Tuesday, November 23, 2010

Being Okay


I've been thinking about the concept of "being okay" a lot lately.  When I went looking for a photo to sort of match the kind of emotion I've been feeling for this post, I found an interesting idea.  The person who posted this photo on Flickr wrote a very interesting note about seven truths.  She said that every time she feels upset or has a lot on her plate, she writes seven truths.  Sometimes they get deleted.  Sometimes they get posted on Flickr.  I'm going to try to come up with seven truths about "being okay."

1.  I've been wondering if I'm missing something to being okay.  I'm wondering if there is something that I need to do or feel in order to be okay in life.  How will it manifest itself?  How will I know when it happens or I see it?    Sometimes I think: "If I could just be married with kids, then I'll be okay as a person," but what if that doesn't happen?  What will I have to do or be in order to be okay then?

2.  I hate going to things where there might be couples or families.  Mostly, I dislike going to anything wedding or baby related.  It makes me feel like I'm defective.  And when I'm around a lot of babies and families, I feel like I've really got to fake it to make it.  

3.  All that baby and family stuff aside, I'm really in no hurry to give up my amazing single life.  I can come and go as I please without a care in the world - no one is absolutely dependent on me.

4.  But the thought that no one is absolutely dependent on me scares the bejesus out of me... does it mean that my life has little consequence?  Does that make me like Topaz Edgeworth in Ethel Wilson's "The Innocent Traveller" - live for a hundred years and pass away with no one caring because you've left no family legacy behind to remember you?

5.  Even though this post is incredibly pessimistic, I really do have an optimistic outlook on life.  My glass is pretty much always half full - just sometimes it's filled with mud instead of champagne.
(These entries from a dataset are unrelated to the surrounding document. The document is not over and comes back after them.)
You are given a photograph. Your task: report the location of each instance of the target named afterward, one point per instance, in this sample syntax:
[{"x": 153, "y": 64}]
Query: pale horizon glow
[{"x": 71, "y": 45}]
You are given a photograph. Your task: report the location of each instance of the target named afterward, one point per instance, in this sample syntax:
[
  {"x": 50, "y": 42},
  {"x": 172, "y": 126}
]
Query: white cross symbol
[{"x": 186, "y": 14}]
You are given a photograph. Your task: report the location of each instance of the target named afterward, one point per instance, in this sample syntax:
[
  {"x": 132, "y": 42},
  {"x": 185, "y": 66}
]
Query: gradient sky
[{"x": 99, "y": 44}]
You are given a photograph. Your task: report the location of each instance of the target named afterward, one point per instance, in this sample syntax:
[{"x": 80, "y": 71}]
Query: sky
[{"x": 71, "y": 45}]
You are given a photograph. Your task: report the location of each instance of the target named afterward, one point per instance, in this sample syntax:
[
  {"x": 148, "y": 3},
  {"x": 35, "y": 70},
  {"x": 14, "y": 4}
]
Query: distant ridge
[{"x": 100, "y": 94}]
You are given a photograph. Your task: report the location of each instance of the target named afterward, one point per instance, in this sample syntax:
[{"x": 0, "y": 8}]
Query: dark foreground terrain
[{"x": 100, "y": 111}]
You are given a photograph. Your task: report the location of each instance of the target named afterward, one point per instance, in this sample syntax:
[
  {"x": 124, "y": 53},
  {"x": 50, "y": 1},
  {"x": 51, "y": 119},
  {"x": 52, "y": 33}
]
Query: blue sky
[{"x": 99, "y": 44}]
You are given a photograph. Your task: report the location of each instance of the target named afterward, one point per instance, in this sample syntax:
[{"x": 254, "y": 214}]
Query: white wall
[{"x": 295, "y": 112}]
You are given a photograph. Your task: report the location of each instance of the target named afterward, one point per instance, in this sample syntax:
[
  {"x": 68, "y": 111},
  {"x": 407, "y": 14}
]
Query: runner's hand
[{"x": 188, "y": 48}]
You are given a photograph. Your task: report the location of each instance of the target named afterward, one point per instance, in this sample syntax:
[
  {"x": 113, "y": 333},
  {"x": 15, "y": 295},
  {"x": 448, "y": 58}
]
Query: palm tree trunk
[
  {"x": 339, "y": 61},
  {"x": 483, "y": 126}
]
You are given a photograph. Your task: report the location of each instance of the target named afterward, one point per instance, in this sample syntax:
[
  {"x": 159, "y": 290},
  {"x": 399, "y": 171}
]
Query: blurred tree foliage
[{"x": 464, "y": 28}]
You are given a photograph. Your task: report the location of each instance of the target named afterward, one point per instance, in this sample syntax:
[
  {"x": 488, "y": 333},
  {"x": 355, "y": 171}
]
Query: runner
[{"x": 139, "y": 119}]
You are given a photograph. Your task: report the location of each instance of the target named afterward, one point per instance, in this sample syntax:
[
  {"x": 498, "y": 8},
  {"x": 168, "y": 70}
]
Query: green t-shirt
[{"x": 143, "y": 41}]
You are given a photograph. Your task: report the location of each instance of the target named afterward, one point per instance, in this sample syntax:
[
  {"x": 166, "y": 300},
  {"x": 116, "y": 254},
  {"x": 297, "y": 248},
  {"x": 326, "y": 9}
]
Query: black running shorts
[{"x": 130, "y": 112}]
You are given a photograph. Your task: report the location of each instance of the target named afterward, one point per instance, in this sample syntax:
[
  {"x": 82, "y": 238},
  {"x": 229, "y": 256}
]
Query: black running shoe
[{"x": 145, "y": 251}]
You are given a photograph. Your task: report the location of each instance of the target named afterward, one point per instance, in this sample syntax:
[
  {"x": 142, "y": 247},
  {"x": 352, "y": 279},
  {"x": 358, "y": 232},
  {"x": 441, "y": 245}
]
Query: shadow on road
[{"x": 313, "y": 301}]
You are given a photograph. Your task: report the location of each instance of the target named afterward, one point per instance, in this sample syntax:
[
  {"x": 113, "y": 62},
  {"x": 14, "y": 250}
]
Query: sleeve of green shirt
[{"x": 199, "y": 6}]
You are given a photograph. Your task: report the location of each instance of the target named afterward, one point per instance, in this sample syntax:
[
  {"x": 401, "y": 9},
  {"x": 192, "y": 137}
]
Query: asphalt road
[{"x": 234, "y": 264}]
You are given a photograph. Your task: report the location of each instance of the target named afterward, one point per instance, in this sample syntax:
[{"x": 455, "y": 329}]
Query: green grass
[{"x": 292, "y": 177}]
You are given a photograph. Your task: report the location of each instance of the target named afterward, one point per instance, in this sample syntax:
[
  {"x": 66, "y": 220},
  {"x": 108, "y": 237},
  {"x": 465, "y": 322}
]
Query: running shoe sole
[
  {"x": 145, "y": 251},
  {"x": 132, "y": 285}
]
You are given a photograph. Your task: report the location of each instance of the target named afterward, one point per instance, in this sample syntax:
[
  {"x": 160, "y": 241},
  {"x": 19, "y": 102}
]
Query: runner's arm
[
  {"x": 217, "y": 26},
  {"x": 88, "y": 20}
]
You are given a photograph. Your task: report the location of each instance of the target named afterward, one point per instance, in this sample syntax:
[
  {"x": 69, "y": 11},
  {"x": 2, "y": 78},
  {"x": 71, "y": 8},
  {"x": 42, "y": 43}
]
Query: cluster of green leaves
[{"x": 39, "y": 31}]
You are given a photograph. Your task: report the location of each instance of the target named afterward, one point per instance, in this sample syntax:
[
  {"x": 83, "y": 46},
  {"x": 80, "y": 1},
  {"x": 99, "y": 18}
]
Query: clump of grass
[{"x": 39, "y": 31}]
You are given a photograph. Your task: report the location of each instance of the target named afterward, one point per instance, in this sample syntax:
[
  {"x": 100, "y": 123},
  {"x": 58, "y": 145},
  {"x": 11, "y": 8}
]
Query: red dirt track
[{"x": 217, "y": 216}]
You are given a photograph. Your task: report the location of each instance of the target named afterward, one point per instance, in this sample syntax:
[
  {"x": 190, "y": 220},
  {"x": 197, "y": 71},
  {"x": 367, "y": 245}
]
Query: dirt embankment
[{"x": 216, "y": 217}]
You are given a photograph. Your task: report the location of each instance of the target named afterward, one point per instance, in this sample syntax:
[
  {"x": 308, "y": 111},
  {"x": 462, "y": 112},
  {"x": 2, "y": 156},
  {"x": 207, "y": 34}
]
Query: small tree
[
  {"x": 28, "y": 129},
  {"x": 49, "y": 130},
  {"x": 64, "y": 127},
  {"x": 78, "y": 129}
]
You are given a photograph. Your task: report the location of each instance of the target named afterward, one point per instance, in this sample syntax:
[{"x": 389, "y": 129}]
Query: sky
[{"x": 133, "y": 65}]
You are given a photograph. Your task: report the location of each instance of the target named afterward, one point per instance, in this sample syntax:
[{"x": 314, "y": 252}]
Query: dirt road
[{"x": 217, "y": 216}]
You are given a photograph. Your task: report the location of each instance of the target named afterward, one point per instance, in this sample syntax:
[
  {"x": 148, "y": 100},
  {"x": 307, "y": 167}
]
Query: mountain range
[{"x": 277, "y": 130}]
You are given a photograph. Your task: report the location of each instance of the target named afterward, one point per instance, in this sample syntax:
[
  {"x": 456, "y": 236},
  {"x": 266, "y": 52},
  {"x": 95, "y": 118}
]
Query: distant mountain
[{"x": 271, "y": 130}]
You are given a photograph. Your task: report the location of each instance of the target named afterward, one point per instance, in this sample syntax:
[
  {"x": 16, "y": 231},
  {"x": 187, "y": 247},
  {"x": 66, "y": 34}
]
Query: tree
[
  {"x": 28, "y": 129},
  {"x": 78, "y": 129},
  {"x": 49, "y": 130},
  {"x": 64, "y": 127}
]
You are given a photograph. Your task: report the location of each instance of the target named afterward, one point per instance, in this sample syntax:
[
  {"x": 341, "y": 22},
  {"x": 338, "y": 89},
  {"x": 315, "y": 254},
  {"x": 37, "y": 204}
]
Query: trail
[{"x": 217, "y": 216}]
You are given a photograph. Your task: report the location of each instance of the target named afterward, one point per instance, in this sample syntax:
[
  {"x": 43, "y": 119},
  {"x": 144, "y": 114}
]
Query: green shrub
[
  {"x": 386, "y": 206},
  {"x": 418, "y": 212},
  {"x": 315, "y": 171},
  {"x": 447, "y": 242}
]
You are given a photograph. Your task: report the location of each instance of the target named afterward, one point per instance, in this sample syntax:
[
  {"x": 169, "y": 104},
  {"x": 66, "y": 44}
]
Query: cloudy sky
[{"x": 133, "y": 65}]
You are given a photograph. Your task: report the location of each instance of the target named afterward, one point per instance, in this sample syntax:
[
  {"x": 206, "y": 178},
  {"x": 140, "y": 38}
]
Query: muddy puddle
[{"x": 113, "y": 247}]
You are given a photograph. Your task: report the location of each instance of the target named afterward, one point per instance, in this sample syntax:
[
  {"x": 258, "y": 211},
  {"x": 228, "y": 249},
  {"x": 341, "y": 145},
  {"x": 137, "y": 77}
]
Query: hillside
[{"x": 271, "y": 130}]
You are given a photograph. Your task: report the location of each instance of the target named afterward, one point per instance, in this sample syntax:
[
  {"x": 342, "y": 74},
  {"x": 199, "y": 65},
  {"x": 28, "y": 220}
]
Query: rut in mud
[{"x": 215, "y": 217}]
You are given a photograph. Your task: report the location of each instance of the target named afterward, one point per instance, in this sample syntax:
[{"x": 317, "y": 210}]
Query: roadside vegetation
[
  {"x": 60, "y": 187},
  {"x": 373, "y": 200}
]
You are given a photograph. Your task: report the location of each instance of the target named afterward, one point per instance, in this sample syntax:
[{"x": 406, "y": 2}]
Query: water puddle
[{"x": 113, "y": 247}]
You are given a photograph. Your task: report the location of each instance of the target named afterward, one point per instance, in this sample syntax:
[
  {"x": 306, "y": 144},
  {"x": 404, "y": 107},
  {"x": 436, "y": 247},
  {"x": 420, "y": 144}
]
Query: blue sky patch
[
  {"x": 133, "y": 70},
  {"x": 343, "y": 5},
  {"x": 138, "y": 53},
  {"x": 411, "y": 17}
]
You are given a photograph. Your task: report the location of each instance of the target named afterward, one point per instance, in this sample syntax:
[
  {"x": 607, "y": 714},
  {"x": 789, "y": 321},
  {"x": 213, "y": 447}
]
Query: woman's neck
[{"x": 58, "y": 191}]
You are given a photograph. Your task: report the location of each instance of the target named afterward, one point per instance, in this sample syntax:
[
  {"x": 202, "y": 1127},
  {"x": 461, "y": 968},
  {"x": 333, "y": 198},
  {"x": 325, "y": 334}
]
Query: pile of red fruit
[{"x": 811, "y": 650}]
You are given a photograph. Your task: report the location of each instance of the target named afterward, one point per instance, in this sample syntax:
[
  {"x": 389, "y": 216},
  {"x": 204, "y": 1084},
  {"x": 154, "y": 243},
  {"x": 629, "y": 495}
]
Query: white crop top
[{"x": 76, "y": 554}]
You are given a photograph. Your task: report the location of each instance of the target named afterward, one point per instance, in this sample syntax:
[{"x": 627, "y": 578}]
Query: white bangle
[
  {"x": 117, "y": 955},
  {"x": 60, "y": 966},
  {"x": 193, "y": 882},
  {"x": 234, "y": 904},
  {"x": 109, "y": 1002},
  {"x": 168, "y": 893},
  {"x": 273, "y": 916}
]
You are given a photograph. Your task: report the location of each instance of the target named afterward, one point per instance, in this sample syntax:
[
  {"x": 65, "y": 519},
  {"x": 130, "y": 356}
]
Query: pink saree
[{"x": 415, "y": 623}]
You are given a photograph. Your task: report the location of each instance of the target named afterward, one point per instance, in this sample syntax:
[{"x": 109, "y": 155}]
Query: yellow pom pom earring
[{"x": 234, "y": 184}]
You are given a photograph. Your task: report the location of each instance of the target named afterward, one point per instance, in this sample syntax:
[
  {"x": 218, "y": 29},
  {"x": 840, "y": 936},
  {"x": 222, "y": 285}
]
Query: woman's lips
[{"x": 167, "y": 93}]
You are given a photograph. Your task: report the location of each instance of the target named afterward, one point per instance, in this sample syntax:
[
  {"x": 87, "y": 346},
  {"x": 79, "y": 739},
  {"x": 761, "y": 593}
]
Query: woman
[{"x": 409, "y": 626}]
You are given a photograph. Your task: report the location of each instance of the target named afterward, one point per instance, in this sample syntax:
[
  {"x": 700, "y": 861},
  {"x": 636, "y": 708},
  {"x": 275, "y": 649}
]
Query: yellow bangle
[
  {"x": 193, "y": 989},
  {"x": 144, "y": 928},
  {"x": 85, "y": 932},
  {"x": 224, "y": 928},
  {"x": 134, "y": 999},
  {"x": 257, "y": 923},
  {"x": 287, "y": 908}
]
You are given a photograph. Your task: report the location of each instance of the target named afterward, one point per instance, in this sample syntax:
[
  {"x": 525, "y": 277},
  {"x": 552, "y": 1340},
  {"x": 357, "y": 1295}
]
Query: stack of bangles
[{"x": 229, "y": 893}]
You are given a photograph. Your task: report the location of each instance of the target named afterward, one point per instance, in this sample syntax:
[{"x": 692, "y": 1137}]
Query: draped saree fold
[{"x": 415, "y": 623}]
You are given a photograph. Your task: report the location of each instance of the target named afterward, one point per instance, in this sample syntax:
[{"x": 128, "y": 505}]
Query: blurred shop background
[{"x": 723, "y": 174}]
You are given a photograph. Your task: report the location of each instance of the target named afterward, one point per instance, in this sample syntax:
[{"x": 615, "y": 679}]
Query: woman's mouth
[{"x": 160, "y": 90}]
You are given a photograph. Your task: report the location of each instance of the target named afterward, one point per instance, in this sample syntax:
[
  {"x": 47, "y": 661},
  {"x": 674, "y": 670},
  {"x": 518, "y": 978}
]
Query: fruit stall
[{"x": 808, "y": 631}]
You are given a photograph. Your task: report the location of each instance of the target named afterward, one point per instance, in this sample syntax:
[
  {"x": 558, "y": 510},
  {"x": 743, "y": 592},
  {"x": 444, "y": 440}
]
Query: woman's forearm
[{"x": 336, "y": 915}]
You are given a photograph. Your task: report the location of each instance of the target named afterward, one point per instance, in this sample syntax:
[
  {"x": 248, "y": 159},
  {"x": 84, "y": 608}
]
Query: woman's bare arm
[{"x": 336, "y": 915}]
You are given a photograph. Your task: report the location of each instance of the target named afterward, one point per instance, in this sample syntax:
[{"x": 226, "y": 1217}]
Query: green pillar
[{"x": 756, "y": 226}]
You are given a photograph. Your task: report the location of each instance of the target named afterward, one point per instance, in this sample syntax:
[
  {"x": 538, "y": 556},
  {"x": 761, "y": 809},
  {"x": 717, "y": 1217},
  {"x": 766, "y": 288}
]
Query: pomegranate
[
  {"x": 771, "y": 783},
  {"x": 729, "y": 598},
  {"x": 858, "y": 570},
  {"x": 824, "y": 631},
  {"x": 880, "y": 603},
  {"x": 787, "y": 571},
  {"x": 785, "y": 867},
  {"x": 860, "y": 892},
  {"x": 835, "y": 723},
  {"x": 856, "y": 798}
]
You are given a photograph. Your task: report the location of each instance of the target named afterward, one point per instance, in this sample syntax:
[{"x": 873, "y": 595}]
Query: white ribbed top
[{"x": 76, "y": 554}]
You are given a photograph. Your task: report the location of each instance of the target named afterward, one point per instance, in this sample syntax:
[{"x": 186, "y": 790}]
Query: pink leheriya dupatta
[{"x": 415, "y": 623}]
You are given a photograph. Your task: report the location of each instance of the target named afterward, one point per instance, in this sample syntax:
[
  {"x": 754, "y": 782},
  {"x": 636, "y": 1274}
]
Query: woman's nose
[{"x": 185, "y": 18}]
6.  Sometimes making plans for the future is the best way to screw up your present.  I try to not think about what the future might look like, even though I get scared and start thinking things like my Truth #1 - what do I have to do to be okay - but then that just ends up causing more heartache.

7.  In my favourite book, "The Alchemist," by Paolo Coelho, there is a beautiful quote: "When it comes to realizing your personal dream, the universe conspires with you to achieve it."  The truth is, that's a big, fat lie.  

2 comments:

Jen said...

Well...being pretty much on the opposite end of the spectrum from you, married and lots of little 'uns...I still feel very lost and wonder about the point of it all from time to time...AND...I also feel like I have to fake it on those very same occasions too. Set that all aside...if you stay single, don't fret. I have 1 amazing single Aunt, no kids and she will always be #1 in my books and a Great Aunt who passed many moons ago leaving behind no offspring, no husband and wonderful memories that will never fade. What do you need to do to be okay? I'm not sure, but accepting ourselves as we are sounds about right. Take Care!

Feminist Farmer's Wife said...

I once wondered while in my thirties if I would ever meet someone and have children. I am a handful you see. Now I realize we bring the exact same template to everything we do unless something on the INSIDE changes. The outside stuff shifted greatly in the past decade for me but I still wonder and worry that I don't contribute enough to the world. I am still pondering the thing about the universe conspiring with you to find your dream...something about it is true - yet I see your point that we don't get to make choices about every single thing (no pun intended). It can be hard to recognize we are whole without the human cling-ons in our life. But we are!